There are many types of mortgage loans are available and these are differentiated by loan structure and the agencies that make them secure.
Conventional financing is fixed rate mortgage that is not insured or guaranteed by the Federal Government. Also, this loan program is most difficult to qualify for their long requirements such as down payment, credit score as well as income. Conventional loans are divided as either conforming debts or non-conforming debts.Conforming loans comply with the guidelines limited by Freddie Mac or Fannie Mae. These stockholder owned organizations develop guidelines like the limitation of loans, for example, $417,000 for a single family home. Basically, a loan made above this amount is known as a jumbo loan and generally carries a slightly higher interest rate because of lower demand for loan pools with this debt in them. A non-conforming loan usually offers by portfolio lenders, and also have guidelines that are limited by the specific lending institution underwriting the loan.
The FHA or Federal Housing Administration, a part of the U.S department of housing and urban development, offers many mortgage loan options. An FHA loan has lower down payment needs and it easier to qualify for than a conventional loan. It is an excellent option for first time home buyers because, in addition to lower upfront loan costs and small credit needs, they offer down payments of as low as 3%.
VA or the US department of veterans affairs offers VA loans. A debtor should know that the VA does not offer loans itself, but guarantees mortgages made by qualified lenders. These guarantees allow veterans as well as people to get home loans with favorable terms. Usually, this loan program starts without any down payment and in maximum cases it is easier to for than conventional loans. Generally, lenders limit the maximum VA loan. You need to understand that, before applying for a loan, make a request eligibility from VA. If you are accepted, then the VA will issue a certificate of eligibility to be used in asking for a VA loan.
If you are searching for a home mortgage for the fist time, there are many things that can be done to decrease the difficulty of sorting through all the financing options.
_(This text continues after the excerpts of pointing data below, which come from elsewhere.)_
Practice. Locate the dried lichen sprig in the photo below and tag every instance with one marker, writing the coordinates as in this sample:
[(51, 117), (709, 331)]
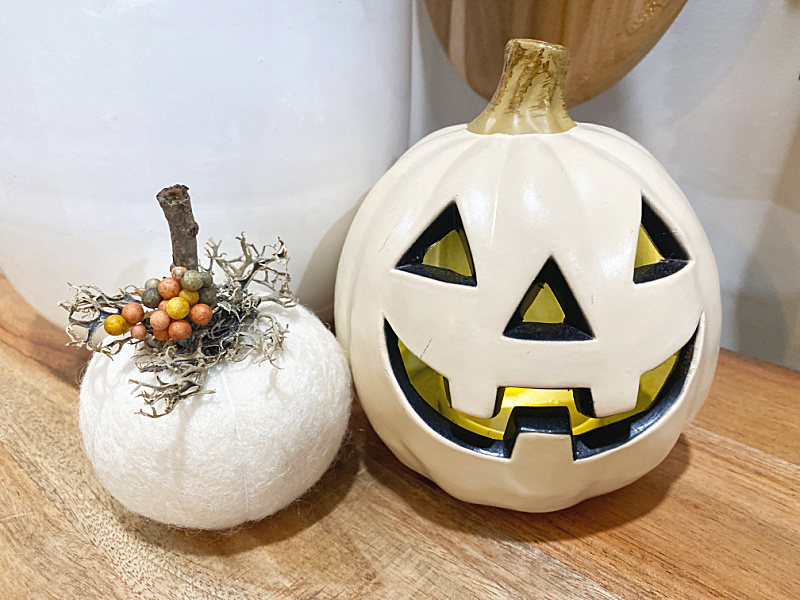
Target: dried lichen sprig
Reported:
[(239, 327), (88, 309)]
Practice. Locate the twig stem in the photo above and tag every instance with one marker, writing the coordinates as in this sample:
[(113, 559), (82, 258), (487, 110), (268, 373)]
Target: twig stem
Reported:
[(177, 207)]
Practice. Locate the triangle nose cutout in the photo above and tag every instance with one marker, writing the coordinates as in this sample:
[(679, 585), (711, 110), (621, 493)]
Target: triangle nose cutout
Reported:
[(549, 310), (658, 252), (442, 251)]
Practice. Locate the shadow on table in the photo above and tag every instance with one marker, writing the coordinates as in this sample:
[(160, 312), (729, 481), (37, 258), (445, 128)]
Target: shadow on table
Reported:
[(587, 518)]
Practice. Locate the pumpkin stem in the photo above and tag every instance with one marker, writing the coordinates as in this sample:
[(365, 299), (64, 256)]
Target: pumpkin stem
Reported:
[(530, 95), (177, 207)]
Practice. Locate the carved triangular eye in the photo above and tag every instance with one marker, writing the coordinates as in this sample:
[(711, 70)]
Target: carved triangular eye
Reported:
[(549, 310), (658, 252), (442, 251)]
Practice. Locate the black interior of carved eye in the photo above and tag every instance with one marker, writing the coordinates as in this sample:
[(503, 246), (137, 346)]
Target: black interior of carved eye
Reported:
[(658, 253), (546, 419), (442, 251), (549, 310)]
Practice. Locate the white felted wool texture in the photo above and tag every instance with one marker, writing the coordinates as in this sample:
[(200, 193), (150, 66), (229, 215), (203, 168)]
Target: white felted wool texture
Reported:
[(259, 442)]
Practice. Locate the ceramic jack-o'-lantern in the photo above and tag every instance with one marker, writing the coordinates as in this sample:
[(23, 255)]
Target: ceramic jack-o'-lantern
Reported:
[(530, 306)]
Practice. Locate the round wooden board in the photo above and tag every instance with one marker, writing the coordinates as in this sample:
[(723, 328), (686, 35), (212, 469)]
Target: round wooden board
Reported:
[(606, 37)]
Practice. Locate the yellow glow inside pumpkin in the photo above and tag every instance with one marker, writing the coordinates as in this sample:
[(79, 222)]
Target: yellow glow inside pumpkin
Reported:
[(450, 252), (430, 385), (646, 251)]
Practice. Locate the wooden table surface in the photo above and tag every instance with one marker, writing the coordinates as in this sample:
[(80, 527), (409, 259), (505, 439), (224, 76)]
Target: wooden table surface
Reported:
[(718, 518)]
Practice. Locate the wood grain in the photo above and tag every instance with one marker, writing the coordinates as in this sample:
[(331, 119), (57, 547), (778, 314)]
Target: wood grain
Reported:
[(34, 336), (606, 37), (717, 519)]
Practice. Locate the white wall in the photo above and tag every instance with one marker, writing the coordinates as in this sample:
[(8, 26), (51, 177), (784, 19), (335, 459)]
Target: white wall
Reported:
[(717, 101)]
The best way is to put some time into deciding how much home you can really afford and then think about the finance accordingly. Homeowners who can afford to put a huge amount down or who have a big amount of income to develop a high coverage rate will give the most negotiating strength with lenders and maximum financing options. Also, one thing you should remember that a good mortgage broker or banker should be able to help steer you through all different options. Remember you are not asking for a business loan like an SBA 504 loan, you are going to purchase your own house so think and research before choosing an option.